Southern Rails Cooperative Ltd.

Overview
- Headquarters: Avonlea, Saskatchewan
- Reporting mark: SORA
- Locale: southwestern Saskatchewan
- Dates of operation: 1989–

Technical
- Track gauge: 4 ft 8+1⁄2 in (1,435 mm) standard gauge

= Southern Rails Cooperative =

Canadian railway company

The Southern Rails Cooperative Ltd. (SRCL) is a Canadian short line railway company operating on trackage in southwest Saskatchewan. Southern Rails Cooperative was the first shortline railway to operate in Saskatchewan and operated as the first modern common carrier shortline railway. The railway is a farmer owned co-operative that operates two short-line railways in Saskatchewan, totalling 71 km of trackage: the former Canadian Pacific Railway Colony subdivision that runs from Rockglen to Killdeer, and the former Canadian National Railway Avonlea subdivision that runs from Avonlea to Parry, The company subsequently expanded along the Avonlea subdivision into Moose Jaw.

The railway uses a custom built Brandt Road Rail vehicle that was built from the chassis of a Kenworth highway tractor. The rail vehicle is very similar to those used by the Canadian Pacific Railway through their maintenance of way (MOW) department. This vehicle enables the railway to move rolling stock from both rail lines efficiently even though the branch lines are 160 km apart.

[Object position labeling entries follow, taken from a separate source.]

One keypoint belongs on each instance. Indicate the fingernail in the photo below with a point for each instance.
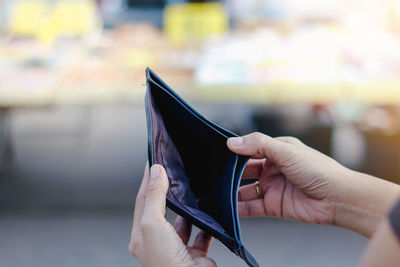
(155, 171)
(236, 141)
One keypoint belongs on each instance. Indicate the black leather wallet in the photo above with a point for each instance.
(204, 175)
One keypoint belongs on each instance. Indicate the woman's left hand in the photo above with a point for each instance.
(154, 241)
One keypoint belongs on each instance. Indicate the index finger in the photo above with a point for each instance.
(140, 198)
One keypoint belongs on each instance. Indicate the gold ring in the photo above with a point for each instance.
(258, 189)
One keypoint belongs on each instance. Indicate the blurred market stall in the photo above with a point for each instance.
(57, 51)
(341, 59)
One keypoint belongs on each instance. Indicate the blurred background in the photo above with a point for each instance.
(72, 123)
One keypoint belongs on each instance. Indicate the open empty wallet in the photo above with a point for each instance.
(204, 175)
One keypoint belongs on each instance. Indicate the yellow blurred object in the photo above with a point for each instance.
(47, 21)
(193, 22)
(28, 17)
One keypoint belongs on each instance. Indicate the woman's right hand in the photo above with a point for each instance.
(300, 183)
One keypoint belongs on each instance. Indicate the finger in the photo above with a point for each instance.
(248, 192)
(259, 145)
(139, 203)
(290, 140)
(260, 168)
(251, 208)
(183, 229)
(202, 242)
(155, 196)
(253, 169)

The SRCL network connects with two Class I railways. At Moose Jaw SRCL connects with Canadian National, servicing stations at Truax, Avonlea, Briercrest and Tilney;
while the Colony subdivision connects to the Fife Lake Railway (operated by the Great Western Railway) at Rockglen. Once the producer grain cars arrive in Assinaboia, they are interchanged onto the Canadian Pacific Railway.